OpenVZ resource management consists of three components: two-level disk quota, fair CPU scheduler, and user beancounters. Please note that all those resources can be changed during VE runtime, there is no need to reboot. Say, if you want to give your VE less memory, you just change the appropriate parameters on the fly. This is either very hard to do or not possible at all with other virtualization approaches such as VM or hypervisor.
Two-Level Disk Quota
Host system (OpenVZ) owner (root) can set up a per-VE disk quotas, in terms of disk blocks and i-nodes (roughly number of files). This is the first level of disk quota. In addition to that, a VE owner (root) can use usual quota tools inside own VE to set standard UNIX per-user and per-group disk quotas.
If you want to give your VE more disk space, you just increase its disk quota. No need to resize disk partitions etc.
Fair CPU scheduler
CPU scheduler in OpenVZ is a two-level implementation of fair-share scheduling strategy.
On the first level scheduler decides which VE is give the CPU time slice to, based on per-VE cpuunits values. On the second level the standard Linux scheduler decides which process to run in that VE, using standard Linux process priorities and such.
OpenVZ administrator can set up different values of cpuunits for different VEs, and the CPU time will be given to those proportionally.
Also there is a way to limit CPU time, e.g. say that this VE is limited to, say, 10% of CPU time available.
User Beancounters
User Beancounters is a set of per-VE counters, limits, and guarantees. There is a set of about 20 parameters which are carefully chosen to cover all the aspects of VE operation, so no single VE can abuse any resource which is limited for the whole node and thus do harm to another VEs.

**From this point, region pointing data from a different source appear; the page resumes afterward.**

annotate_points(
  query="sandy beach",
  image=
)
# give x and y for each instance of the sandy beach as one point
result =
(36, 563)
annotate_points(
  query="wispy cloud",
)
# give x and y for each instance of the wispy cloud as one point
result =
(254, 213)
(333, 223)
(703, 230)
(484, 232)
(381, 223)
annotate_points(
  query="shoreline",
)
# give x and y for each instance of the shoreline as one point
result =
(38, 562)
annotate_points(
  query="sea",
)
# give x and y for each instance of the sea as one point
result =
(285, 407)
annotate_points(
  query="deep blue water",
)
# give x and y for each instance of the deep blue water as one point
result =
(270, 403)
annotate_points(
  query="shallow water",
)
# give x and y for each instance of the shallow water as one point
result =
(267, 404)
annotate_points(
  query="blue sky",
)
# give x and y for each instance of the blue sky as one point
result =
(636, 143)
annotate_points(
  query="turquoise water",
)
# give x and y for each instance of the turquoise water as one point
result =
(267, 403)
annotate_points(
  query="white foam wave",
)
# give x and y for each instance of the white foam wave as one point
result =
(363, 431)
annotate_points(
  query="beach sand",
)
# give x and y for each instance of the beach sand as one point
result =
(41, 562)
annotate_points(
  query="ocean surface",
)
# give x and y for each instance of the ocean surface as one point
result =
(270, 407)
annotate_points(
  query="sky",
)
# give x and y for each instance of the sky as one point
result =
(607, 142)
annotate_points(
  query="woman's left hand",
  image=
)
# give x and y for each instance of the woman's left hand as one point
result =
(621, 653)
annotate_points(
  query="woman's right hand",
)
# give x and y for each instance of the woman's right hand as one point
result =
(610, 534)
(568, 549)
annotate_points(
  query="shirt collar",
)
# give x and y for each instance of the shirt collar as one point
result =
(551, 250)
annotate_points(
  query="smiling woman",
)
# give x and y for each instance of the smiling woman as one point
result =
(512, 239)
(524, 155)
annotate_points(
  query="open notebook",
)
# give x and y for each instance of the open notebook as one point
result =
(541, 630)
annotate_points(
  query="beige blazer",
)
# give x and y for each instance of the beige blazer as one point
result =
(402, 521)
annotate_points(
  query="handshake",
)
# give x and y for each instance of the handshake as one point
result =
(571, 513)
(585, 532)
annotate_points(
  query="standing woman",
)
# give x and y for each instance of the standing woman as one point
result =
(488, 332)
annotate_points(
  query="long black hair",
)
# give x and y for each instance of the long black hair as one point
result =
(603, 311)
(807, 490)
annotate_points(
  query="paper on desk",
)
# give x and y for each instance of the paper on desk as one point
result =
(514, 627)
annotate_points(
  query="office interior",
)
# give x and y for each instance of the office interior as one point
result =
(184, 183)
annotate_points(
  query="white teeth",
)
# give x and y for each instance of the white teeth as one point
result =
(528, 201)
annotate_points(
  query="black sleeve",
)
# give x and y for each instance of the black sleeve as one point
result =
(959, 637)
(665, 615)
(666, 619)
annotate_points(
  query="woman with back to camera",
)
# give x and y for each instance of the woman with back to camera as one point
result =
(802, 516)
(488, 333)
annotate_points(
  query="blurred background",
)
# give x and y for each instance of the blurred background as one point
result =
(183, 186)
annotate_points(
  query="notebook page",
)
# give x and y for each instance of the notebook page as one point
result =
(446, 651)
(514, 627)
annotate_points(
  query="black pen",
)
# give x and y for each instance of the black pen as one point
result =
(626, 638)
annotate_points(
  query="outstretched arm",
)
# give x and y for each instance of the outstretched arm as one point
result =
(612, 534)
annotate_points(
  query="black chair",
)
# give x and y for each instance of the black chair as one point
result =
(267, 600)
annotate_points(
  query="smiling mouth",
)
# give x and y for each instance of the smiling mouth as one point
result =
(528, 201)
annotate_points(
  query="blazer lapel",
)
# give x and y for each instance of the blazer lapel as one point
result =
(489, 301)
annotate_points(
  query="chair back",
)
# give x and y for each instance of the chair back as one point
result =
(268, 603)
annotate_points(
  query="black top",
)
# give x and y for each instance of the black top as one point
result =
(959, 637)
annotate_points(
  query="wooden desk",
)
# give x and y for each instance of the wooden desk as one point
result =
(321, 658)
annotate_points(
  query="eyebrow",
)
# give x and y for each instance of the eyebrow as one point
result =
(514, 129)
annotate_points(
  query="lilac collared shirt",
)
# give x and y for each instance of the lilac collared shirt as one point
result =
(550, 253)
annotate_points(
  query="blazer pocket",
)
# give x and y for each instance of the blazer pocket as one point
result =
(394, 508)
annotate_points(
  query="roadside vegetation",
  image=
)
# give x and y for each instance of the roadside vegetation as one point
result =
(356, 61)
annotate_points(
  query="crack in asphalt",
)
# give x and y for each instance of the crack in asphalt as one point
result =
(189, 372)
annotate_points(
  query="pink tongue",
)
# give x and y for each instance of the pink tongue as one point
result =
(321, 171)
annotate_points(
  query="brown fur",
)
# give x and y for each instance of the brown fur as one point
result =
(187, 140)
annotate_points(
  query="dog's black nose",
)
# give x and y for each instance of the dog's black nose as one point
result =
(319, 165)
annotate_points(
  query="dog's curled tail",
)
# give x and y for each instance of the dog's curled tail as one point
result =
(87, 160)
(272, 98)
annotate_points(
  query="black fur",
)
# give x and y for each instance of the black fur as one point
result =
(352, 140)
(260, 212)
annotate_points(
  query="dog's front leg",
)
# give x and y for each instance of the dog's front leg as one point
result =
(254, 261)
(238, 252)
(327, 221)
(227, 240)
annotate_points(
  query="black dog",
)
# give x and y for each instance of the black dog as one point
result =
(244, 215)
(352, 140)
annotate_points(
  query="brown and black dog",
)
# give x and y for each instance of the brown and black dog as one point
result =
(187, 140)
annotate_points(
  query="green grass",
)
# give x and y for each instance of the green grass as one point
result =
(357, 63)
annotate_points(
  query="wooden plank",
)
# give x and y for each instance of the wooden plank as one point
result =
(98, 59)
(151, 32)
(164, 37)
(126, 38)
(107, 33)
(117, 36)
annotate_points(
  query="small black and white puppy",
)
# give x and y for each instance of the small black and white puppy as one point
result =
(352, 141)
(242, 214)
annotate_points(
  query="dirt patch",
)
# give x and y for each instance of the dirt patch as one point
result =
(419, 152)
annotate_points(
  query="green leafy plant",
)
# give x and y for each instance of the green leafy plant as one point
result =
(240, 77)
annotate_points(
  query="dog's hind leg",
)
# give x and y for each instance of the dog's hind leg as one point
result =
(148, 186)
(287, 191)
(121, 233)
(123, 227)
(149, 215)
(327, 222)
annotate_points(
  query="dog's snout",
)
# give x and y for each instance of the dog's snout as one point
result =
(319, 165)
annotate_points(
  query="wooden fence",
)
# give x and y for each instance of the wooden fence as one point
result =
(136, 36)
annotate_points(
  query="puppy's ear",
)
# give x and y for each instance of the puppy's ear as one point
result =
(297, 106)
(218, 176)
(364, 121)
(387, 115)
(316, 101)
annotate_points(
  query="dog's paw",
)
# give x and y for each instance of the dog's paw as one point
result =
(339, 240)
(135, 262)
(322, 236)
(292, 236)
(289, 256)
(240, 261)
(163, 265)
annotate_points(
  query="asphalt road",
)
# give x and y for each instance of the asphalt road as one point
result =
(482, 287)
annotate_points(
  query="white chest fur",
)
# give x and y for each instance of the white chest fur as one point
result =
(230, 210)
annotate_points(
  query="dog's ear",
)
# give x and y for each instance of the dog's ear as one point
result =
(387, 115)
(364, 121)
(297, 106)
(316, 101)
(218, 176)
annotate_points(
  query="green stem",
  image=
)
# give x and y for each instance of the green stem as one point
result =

Resources accounted and controlled are mainly memory and various in-kernel objects such as IPC shared memory segments, network buffers etc. etc. Each resource can be seen from /proc/user_beancounters and has five values assiciated with it: current usage, maximum usage (for the lifetime of a VE), barrier, limit, and fail counter. The meaning of barrier and limit is parameter-dependant; in short, those can be thought of as a soft limit and a hard limit. If any resource hits the limit, fail counter for it is increased, so VE owner can see if something bad is happening by analyzing the output of /proc/user_beancounters in her VE.
Checkpointing and live migration
A live migration and checkpointing feature was released for OpenVZ in the middle of April 2006. It allows to migrate a VE from one physical server to another without a need to shutdown/restart a VE. The process is known as checkpointing: a VE is freezed and its whole state is saved to the file on disk. This file can then be transferred to another machine and a VE can be unfreezed (restored) there. The delay is about a few seconds, and it is not a downtime, just a delay.
Since every piece of VE state, including opened network connections, is saved, from the user's perspective it looks like a delay in response: say, one database transaction takes a longer time than usual, when it continues as normal and user doesn't notice that his database is already running on the another machine.
That feature makes possible scenarios such as upgrading your server without any need to reboot it: if your database needs more memory or CPU resources, you just buy a newer better server and live migrate your VE to it, then increase its limits. If you want to add more RAM to your server, you migrate all VEs to another one, shut it down, add memory, start it again and migrate all VEs back.